The persistent disbeliever: on Donald Judd's writings

The persistent disbeliever: on Donald JuddHas there been a __more rigorous sceptic than Donald Judd? Set aside, for a moment, the philosophers who only think about the world, and picture Judd in Long Island City at the Bernstein Brothers metal shop in 1970 telling fabricators how to make his work. Picture him at home in Manhattan at 101 Spring Street, the building he bought in 1968 as a studio, home and space "in which to install work of mine and of others" so he could spend a long time looking to see whether or not something worked. Imagine him at his desk with pen and paper complaining about those who were too sure: "I gave up on Michael Fried when I heard him say during a symposium that he couldn’t see how anyone who liked Noland and Olitski or Stella could also like Oldenburg and Rauschenberg or Lichtenstein, whichever."

Judd liked Noland and Olitski and Stella and Oldenburg and Rauschenberg and Lichtenstein—and that's all it took, Fried was already disproven. It was too artificial for Judd, this idea that art should hang together in a perfect ideological constellation. Who was Fried to say, as he did at that symposium, that anyone who liked both Noland (the supposed heir to Pollock) and Lichtenstein (a supposedly frivolous aberration) was "in the grip of the wrong experience"? What made Fried the adjudicator of proper and improper experience? Judd felt that whatever a work of art had to say, it said so clearly and directly. It required no special knowledge; it had no ulterior motive or "any hidden subjective depth," as the scholar David Raskin says. It was all right there.

"Most people have some philosophical ideas," Judd wrote in 1983. "Almost none live by one of the grand systems, only by their fossil fragments." The crystal ball of Modernism was broken. Now each individual had to piece things back together in a way that made sense to him or her. It was senseless to form a "closed situation," which he accused "Clement Greenberg and his followers" of trying to do in an essay he published in the magazine Studio International in 1969. Their teleological ideas were not only needless; they were absurd:

"I’ve expected a lot of stupid things to reoccur – movements, labels – but I didn’t think there would be another attempt to impose a universal style. It’s naive and it’s directly opposed to the nature of contemporary art, including that of the artists they support. Their opinions are the same as those of the critics and followers of the late 1950s: there is only one way of working – one kind of form, one medium; everything else is irrelevant and trivial; history is on our side; preserve the true art; preserve the true criticism. This means that Grace Hartigan and Michael Goldberg were better than Reinhardt and Rauschenberg and that Jack Bush and Edward Avedisian are better than Oldenburg and Flavin. Both groups, by these attitudes, slowly destroy the work they’re protecting."

These are the polemics that emerge from Donald Judd: Writings (or the orange book, for the colour of its cover), which was published by the Judd Foundation and David Zwirner Books in November.
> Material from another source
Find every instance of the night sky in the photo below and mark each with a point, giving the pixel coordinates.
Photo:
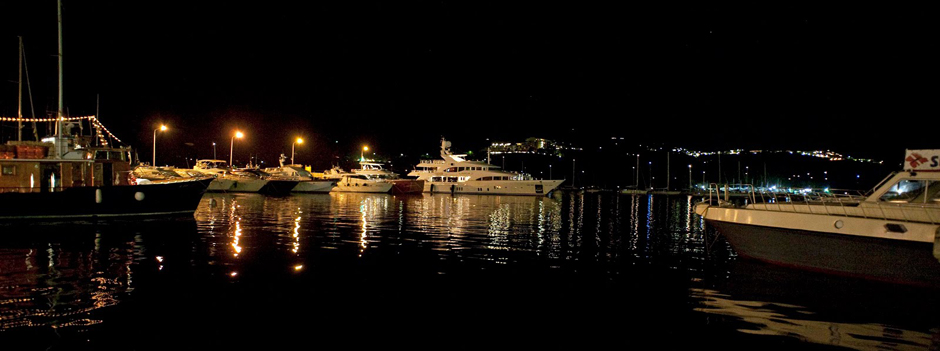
(399, 76)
The book reveals a deeply incredulous man whose arguments were sustained and broad. He was against dealers and collectors, sub-par painters, architects of all kinds (they are "like dentists, in that they are routine and don’t think beyond what they’re doing, but at least dentists are practical"), art handlers ("the various shippers are careless and usually the museum staff that handles art is careless"), critics (Peter "Schjeldahl should try to think and not ramble and jeer"), clueless middling bureaucrats, the US government, Richard Nixon and the first George Bush. He had not the slightest appetite for polite back patting. Ellsworth Kelly, a gentle man if there ever was one, once told me with a resigned sigh that Judd had dismissed him as a "good old European" artist, a barb Judd used often.
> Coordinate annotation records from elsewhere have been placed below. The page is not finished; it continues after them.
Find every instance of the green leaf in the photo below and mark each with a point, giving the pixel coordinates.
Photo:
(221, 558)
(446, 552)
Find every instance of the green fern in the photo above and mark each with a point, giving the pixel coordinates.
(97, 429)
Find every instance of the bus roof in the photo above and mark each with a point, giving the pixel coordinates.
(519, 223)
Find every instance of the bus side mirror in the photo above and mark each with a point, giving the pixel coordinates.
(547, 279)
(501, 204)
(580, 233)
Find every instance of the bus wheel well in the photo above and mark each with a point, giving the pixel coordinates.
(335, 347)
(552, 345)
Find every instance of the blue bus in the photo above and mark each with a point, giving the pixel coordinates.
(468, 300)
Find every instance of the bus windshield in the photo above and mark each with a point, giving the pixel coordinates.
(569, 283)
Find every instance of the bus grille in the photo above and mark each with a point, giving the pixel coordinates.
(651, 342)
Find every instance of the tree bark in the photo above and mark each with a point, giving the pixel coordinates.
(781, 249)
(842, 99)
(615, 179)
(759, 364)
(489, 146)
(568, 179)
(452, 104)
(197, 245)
Doubt always came first. Even his 1965 essay Specific Objects—which sets out to define, in the broadest terms, the characteristics of the best contemporary art—begins negatively. The opening line is: "Half or __more of the best new work in the last few years has been neither painting nor sculpture." The next paragraph begins: "The new three-dimensional work doesn’t constitute a movement, school, or style. The common aspects are too general and too little common to define a movement. The differences are greater than the similarities." And they are. The artists he was drawn to—Yayoi Kusama, John Chamberlain, Lee Bontecou, George Segal, Ronald Bladen, H.C. Westermann—make a distinctly heterogeneous group. They share less a formal or conceptual tendency than an ability to attract Judd's interest.
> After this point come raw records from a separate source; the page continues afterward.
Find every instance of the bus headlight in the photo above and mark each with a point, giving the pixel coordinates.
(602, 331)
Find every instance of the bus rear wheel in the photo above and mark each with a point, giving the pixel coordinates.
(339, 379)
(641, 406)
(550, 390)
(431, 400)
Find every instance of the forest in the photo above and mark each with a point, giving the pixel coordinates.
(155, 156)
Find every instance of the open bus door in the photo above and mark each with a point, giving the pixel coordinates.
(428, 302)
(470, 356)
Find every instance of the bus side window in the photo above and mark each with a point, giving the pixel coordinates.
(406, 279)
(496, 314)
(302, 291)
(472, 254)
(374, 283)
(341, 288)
Fried was wary. In "interest," he saw the true measure of Judd's lack of principle. The artist had many misgivings, but where were his positive values? What did he believe in, what did he defend? In Specific Objects, he wrote that a work of art "needs only to be interesting," which Fried dismissed as intellectual frivolity. For the critic, there was much more at stake. A work of art needed to be significantly more than "interesting"; it had to compel conviction—"specifically, the conviction that a particular painting or sculpture or poem or piece of music can or cannot support comparison with past work," as he wrote in his essay Art and Objecthood, first published in Artforum in 1967. Minimalism (or Literalism, as Fried called it) had no such investment in tradition. It negated art until all that remained was the mere, hollow objecthood of a spare metal box on a gallery floor.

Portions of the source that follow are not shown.